The initial study protocol set out our aim and preliminary objectives [available on the project web page: www.journalslibrary.nihr.ac.uk/programmes/hta/142901/#/ (accessed 1 March 2020)]. These objectives were revised prior to commencing recruitment and published in our updated protocol paper.105
For clarity, Table 2 presents the original preliminary objectives, the subsequently revised objectives from that paper and the rationale for any changes alongside each.
This report includes a set of final objectives, which are reproduced with permission from Gellatly et al.105 (This is an Open Access article distributed in accordance with the terms of the Creative Commons Attribution (CC BY 4.0) license, which permits others to distribute, remix, adapt and build upon this work, for commercial use, provided the original work is properly cited. See: https://creativecommons.org/licenses/by/4.0/. The text includes minor additions and formatting changes to the original text), and are worded differently to help with the presentation of our results across the report, our ability to make judgements about whether or not we have delivered against these objectives and, furthermore, whether or not a full randomised controlled trial (RCT) is feasible.
Table 3 presents the final objectives for this report and maps them on to our published objectives.105
Report roadmap
The final objectives, which we address in this report, remain focused on the basic feasibility criteria of being able to recruit and randomise participants (CAPRI and their parents) to the newly co-created Young SMILES intervention, as well as to be able to maintain participation of recruited individuals up to, and including, follow-up data collection. The final objectives place greater emphasis on participant and staff experiences as indicators of acceptability of Young SMILES and of its deliverability inside and outside the NHS.

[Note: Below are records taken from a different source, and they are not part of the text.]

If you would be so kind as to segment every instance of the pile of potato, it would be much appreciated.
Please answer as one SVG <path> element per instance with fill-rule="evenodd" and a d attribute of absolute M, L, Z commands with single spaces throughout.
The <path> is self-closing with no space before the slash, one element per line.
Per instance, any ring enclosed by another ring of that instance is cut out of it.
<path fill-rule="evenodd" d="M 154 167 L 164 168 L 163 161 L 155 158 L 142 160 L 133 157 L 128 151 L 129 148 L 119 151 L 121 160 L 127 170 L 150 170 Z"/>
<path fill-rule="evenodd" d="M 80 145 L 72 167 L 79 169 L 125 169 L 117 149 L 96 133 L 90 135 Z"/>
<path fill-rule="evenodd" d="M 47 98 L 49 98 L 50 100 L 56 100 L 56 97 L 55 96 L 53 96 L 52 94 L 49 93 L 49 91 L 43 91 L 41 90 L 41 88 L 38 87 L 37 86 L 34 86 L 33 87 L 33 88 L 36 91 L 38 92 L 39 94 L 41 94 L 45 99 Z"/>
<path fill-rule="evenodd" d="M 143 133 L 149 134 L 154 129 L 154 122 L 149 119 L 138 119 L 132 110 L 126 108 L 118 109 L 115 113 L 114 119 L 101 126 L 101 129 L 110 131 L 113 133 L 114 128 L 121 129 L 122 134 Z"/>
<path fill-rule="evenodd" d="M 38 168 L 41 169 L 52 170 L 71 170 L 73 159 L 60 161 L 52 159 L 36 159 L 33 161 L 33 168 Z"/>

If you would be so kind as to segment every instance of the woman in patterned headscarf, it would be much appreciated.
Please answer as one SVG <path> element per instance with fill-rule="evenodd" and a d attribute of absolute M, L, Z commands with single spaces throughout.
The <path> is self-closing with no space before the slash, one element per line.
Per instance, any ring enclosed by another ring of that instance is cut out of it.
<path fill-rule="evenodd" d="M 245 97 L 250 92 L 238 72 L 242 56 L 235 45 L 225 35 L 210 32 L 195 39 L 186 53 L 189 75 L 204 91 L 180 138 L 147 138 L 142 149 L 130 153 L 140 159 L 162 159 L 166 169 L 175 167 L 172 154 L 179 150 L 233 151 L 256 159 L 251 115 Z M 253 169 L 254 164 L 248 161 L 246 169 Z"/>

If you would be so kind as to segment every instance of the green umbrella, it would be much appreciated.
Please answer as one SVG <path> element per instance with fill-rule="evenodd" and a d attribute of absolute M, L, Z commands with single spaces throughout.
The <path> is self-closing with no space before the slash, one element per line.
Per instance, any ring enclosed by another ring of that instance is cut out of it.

These objectives can be broadly divided across the quantitative and qualitative aspects of the research report. The first 18 months of work is described in Chapter 3. It included study set-up and recruitment of sites, a process delayed significantly by coinciding with the newly formed Health Research Authority and by changes in the organisation of our NSPCC partner, as described in detail in Appendix 1. Subsequently, development, manualisation and training of NHS and non-NHS staff in the new, child-centred intervention (i.e. Young SMILES) was completed with significant input from children, young people and their parents. Chapter 3 describes the development and manualisation of the intervention with stakeholders over a 12-month period. Training was undertaken across three sites in Warrington, Coventry and Newcastle.
The feasibility study, testing our ability to deliver the new intervention, is described in Chapters 4–6 and constituted the second part of the 3-year study of two halves. However, the fact that the original timeline for recruitment was foreshortened by 11 months as a result of delays beyond the study team’s control (and described in detail in Appendix 1, Table 31) is, in our view, central to our final reporting of results and our recommendations about what future research activity should look like (i.e. the feasibility of a future trial).
Of note, progression criteria were not a part of the current study design.
Chapter 8 uses a matrix to present the study’s findings and to make a judgement as to whether or not a future full RCT is feasible based on established norms of uptake, adherence and follow-up rates, and also based on the reported experiences of children, parents and staff.
Chapter 3 discusses the modelling phase of an intervention called Young SMILES, which drew on qualitative and co-production methods to put children’s HRQoL needs at the centre of service delivery considerations.